(...)
Türkeş, Davutoğlu’na ‘evet’ diyerek MHP’den istifa ve ihracı göze aldı. Bahçeli ve partisiyle köprüleri attı. İstifa etmez ise babasının kurduğu partiden atılacak. Türkeş ‘bağımsız’ kotasından bakan olarak kabinede yer alacak.
MHP’nin efsane lideri Alparslan Türkeş’in oğlu bu kararıyla sadece kendi partililerini değil kamuoyunu da şaşırttı.
MHP kurmaylarıyla konuşunca gördüm ki kızgın olmalarına rağmen bir kısmı şaşırmamıştı.
Erdoğan ile Türkeş arasındaki hattan bahsettiler. 7 Haziran sonrası ikilinin görüştüğünü savunuyorlardı.
“Tayyip Bey CHP’den Baykal, MHP’den ise Tuğrul Bey ile bağlantı kurdu. Saray’a giden MHP’li Türkeş’ti.Her şeyden haberimiz vardı. Rahmetli Başbuğ’a saygıdan sustuk” dediler.
MHP’de Türkeş ile Erdoğan arasında 7 Haziran sonrası Türkeş’in MHP’de yeni bir oluşum peşinde olduğunu söyleyenler oldu . “Tek başına mı hareket ediyor?” soruma, “Peşinden bir kişi gitmez” cevabını verdiler çoğunlukla.
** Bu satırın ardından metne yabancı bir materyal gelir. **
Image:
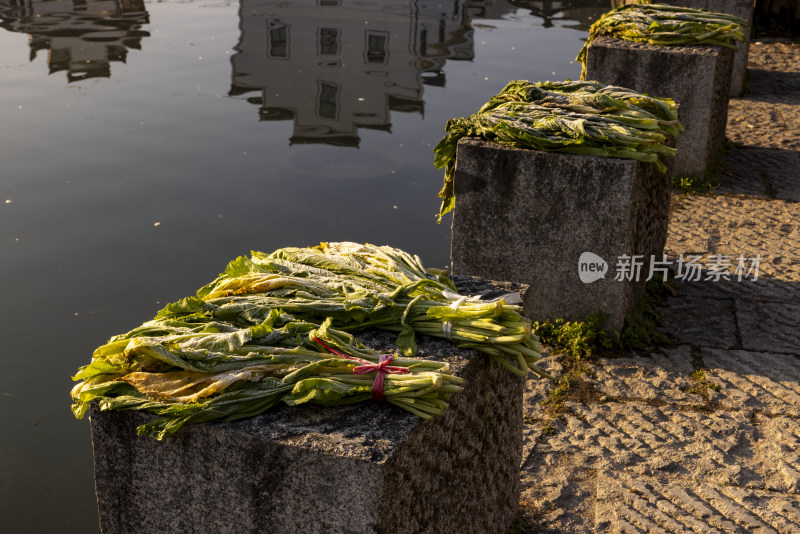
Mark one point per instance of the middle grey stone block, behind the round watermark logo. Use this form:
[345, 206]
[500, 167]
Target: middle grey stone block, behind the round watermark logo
[528, 216]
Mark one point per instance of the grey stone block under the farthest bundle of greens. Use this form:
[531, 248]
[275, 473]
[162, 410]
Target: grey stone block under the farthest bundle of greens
[696, 77]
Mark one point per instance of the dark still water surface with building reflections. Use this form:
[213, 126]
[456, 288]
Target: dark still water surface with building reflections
[144, 145]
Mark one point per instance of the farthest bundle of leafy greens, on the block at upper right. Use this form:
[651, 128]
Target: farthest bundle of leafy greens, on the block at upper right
[661, 24]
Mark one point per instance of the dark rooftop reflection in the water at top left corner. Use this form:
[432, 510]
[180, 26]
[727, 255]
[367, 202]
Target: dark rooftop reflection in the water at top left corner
[81, 37]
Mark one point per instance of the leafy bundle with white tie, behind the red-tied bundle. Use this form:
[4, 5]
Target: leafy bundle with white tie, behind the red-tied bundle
[361, 286]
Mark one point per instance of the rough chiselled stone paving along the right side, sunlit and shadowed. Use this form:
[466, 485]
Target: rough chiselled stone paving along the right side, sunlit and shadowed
[649, 445]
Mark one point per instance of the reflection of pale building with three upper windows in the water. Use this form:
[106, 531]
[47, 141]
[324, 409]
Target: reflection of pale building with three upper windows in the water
[334, 66]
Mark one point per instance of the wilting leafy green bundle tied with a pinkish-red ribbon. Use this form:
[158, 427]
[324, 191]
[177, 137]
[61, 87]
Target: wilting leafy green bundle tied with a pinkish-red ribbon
[192, 377]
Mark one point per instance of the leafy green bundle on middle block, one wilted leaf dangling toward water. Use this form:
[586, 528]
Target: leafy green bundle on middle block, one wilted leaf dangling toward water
[571, 117]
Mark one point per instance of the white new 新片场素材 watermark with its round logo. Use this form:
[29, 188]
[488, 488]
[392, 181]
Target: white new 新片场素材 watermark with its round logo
[690, 268]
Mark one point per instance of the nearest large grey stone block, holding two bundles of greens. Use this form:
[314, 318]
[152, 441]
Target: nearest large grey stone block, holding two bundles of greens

Birlikte parti yönetiminde görev aldığı Genel Başkan Yardımcısı Mevlüt Karakaya, Türkeş’in yetkili kurullardaki toplantıda parti politikası dışında hiçbir beyanı olmadığını hatırlatarak, “Ne değişti” diye sordu. Karakaya, “Tuğrul Bey, PKK ile aynı kabineye girerek rahmetli Başbuğumuz Alparslan Türkeş’in kemiklerini sızlatmıştır” diye ekledi.